Между тем английская королева-мать ежедневно получала письма от герцога Анжуйского, побуждавшего ее поскорее вернуться во Францию. Принц торопился заключить брак с Генриеттой, полагая, что это событие, доставив ему независимое материальное положение, сможет освободить его в определенной степени из-под власти брата. Так что английская королева, несмотря на плохое время года, решила ехать. Король, ее сын, проводил мать на расстояние одного дня пути от Лондона. Герцог Бекингем последовал за ней вместе с остальными придворными, но, вместо того чтобы вернуться вместе с королем в Лондон, стал добиваться разрешения проводить королеву и ее дочь во Францию и получил на это согласие Карла II.

Первый день плавания прошел благополучно, но на другой день корабль сел на мель и оказался под угрозой гибели. Совершенно забыв об опасности, угрожавшей ему самому, герцог Бекингем думал лишь об опасности, угрожавшей принцессе. Так что после этого происшествия страсть герцога ни для кого уже не была тайной.

Корабль был спасен от гибели, но ему пришлось сделать остановку в ближайшей гавани.

Там у принцессы началась сильнейшая лихорадка. Это была корь.

Новая опасность для красавицы-невесты повлекла за собой новые сумасбродства Бекингема. На этот раз королеву-мать обеспокоило его поведение, и, когда они прибыли в Гавр, где принцессе Генриетте предстояло провести несколько дней, чтобы оправиться от болезни, королева потребовала, чтобы Бекингем отправился в Париж, дабы известить двор о ее прибытии во Францию.

Бекингем повиновался приказу. Так что Анна Австрийская получила возможность увидеть сына того, кого она некогда так любила.
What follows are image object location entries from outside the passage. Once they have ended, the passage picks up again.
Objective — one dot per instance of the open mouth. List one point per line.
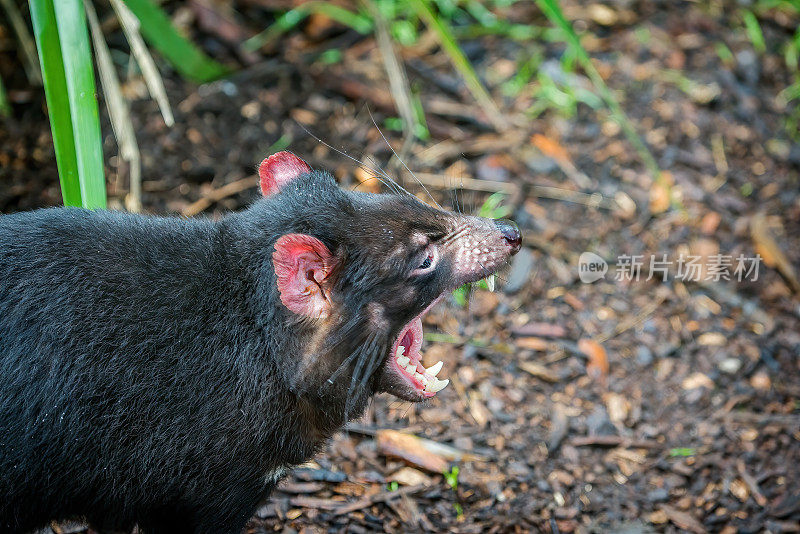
(406, 358)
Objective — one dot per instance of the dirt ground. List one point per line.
(617, 406)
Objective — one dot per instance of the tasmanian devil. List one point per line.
(167, 372)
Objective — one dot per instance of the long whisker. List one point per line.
(360, 163)
(401, 161)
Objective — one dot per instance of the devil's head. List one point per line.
(358, 271)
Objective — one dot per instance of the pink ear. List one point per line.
(303, 265)
(280, 169)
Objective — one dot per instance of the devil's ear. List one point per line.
(280, 169)
(304, 265)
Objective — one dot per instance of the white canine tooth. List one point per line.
(434, 369)
(435, 387)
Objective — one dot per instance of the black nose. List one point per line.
(510, 233)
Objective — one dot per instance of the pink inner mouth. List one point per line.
(410, 338)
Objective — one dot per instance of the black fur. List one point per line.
(149, 373)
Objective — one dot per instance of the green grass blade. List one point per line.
(55, 87)
(184, 56)
(292, 18)
(5, 107)
(460, 62)
(79, 73)
(27, 48)
(754, 31)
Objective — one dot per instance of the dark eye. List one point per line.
(428, 264)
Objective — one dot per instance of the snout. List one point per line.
(511, 234)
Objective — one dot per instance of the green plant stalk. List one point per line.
(553, 12)
(27, 48)
(292, 18)
(460, 62)
(48, 43)
(5, 107)
(79, 72)
(754, 32)
(182, 54)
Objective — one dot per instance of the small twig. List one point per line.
(216, 195)
(613, 441)
(383, 496)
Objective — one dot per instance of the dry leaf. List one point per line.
(659, 198)
(539, 371)
(770, 251)
(697, 380)
(367, 180)
(550, 148)
(761, 381)
(532, 343)
(712, 339)
(410, 448)
(424, 453)
(408, 476)
(597, 367)
(618, 407)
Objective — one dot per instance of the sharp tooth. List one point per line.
(435, 387)
(434, 369)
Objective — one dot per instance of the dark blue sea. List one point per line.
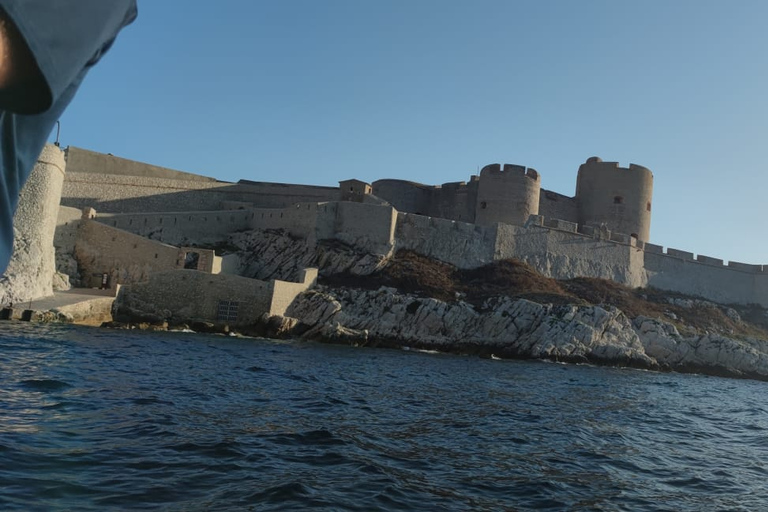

Несколько дней спустя пришло известие о скором прибытии английской королевы и ее дочери в Париж. Герцог Анжуйский со всей возможной поспешностью выехал навстречу им и вплоть до самой свадьбы продолжал оказывать своей невесте знаки внимания, которые можно было бы принять за проявления любви, «если бы, — говорит г-жа де Лафайет, — всем не было хорошо известно, что чудо воспламенить сердце этого принца не было подвластно ни одной женщине на свете».[18]

В свите герцога Анжуйского, в качестве его ближайшего фаворита, находился граф де Гиш. Граф де Гиш был самым красивым, самым изящным, самым учтивым, самым решительным и самым отважным из всех придворных вельмож. Лишь переизбыток надменности и несколько презрительный вид, присущий всему его облику, затеняли эти превосходные качества.